Who’s Really Making That Underwriting Decision? Wharton Research Reveals AI’s Invisible Takeover of Human Judgment

By James W. Moore | InsuranceIndustry.AI

Executive Summary

New research from the Wharton School introduces “cognitive surrender,” a phenomenon where decision-makers adopt AI-generated outputs without critical evaluation, even when those outputs are wrong. Across three experiments with nearly 10,000 individual reasoning trials, participants followed faulty AI recommendations 80% of the time and reported higher confidence in their answers after consulting AI, regardless of whether the AI was accurate. For an industry where every bind, every reserve, and every claim payment carries legal and financial consequences, this isn’t an academic curiosity. It’s an operational risk hiding in plain sight.

The Research Your Competitors Haven’t Read Yet

In January 2026, Wharton researchers Steven D. Shaw and Gideon Nave published a working paper that should be required reading for every insurance executive deploying AI. Titled Thinking — Fast, Slow, and Artificial, the paper extends Nobel laureate Daniel Kahneman’s famous dual-process model of cognition (System 1 for fast, intuitive thinking; System 2 for slow, deliberative reasoning) by adding a third system: System 3, artificial cognition performed by AI.

The framework they call “Tri-System Theory” treats AI not as a passive tool but as a functional cognitive agent that can supplement human reasoning, suppress it, or replace it entirely. The most troubling finding? When AI is available, people don’t just use it. They stop thinking.

Shaw and Nave call this “cognitive surrender”: the behavioral tendency to defer judgment, effort, and responsibility to AI output, particularly when that output arrives fluently, confidently, and with minimal friction. It is distinct from “cognitive offloading,” where a professional strategically delegates a specific task to an external tool (using a calculator, for example) while retaining active oversight. Cognitive surrender is what happens when the oversight itself disappears.
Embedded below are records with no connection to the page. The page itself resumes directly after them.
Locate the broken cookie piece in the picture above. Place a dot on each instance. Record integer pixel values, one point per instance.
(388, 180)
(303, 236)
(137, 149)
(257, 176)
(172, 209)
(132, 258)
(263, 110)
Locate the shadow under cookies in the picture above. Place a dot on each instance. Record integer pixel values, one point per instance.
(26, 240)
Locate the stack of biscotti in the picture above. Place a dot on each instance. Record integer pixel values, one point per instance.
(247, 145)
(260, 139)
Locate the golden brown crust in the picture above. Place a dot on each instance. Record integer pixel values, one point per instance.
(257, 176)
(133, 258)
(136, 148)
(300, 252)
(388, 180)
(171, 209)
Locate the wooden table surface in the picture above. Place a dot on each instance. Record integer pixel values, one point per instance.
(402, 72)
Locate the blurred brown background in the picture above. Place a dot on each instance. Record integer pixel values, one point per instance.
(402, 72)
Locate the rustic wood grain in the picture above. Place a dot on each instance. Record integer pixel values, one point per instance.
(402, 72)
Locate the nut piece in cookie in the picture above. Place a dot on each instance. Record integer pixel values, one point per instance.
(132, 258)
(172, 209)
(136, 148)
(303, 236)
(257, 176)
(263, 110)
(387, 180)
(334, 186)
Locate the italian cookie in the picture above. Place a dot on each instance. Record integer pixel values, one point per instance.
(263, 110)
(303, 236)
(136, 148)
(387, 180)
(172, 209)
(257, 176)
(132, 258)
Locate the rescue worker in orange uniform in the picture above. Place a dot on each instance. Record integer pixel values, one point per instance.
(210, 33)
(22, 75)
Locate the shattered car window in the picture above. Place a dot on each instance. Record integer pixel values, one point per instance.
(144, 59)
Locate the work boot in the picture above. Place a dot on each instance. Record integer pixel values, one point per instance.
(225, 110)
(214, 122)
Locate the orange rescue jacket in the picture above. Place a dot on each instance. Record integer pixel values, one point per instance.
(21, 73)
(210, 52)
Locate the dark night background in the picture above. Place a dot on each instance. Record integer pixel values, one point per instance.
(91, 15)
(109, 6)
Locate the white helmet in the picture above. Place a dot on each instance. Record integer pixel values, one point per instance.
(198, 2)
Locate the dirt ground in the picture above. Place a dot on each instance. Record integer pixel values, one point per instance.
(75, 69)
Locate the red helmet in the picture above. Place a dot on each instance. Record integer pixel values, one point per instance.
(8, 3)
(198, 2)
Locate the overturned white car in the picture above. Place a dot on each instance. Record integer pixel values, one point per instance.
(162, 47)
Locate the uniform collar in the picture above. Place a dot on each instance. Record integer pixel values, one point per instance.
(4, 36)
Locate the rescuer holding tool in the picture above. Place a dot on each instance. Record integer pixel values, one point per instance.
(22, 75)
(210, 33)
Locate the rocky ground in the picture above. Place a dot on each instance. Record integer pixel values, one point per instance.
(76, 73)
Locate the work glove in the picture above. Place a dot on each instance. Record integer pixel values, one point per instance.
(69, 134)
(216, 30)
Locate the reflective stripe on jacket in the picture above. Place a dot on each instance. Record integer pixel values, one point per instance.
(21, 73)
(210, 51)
The Numbers That Should Keep You Up at Night

The experimental design was elegant and devastating. Participants solved reasoning problems with optional access to a ChatGPT-based AI assistant. Crucially, the researchers manipulated the AI’s accuracy using hidden prompts, so that on some trials the AI gave correct answers and on others it confidently delivered wrong ones.

The results across three studies (N = 1,372 participants):

Participants consulted the AI on more than 50% of trials when it was available.
When they consulted it, they followed its recommendation roughly 80% of the time, even when the AI was wrong.
Accuracy rose 25 percentage points when the AI was correct and dropped 15 points when it was faulty, relative to participants working without AI.
Confidence increased by nearly 12 percentage points when AI was available, regardless of whether the AI was giving them right or wrong answers.
The people most susceptible to cognitive surrender were those with higher trust in AI and lower analytical engagement. The people most resistant were those with higher fluid intelligence and a stronger intrinsic motivation to think carefully.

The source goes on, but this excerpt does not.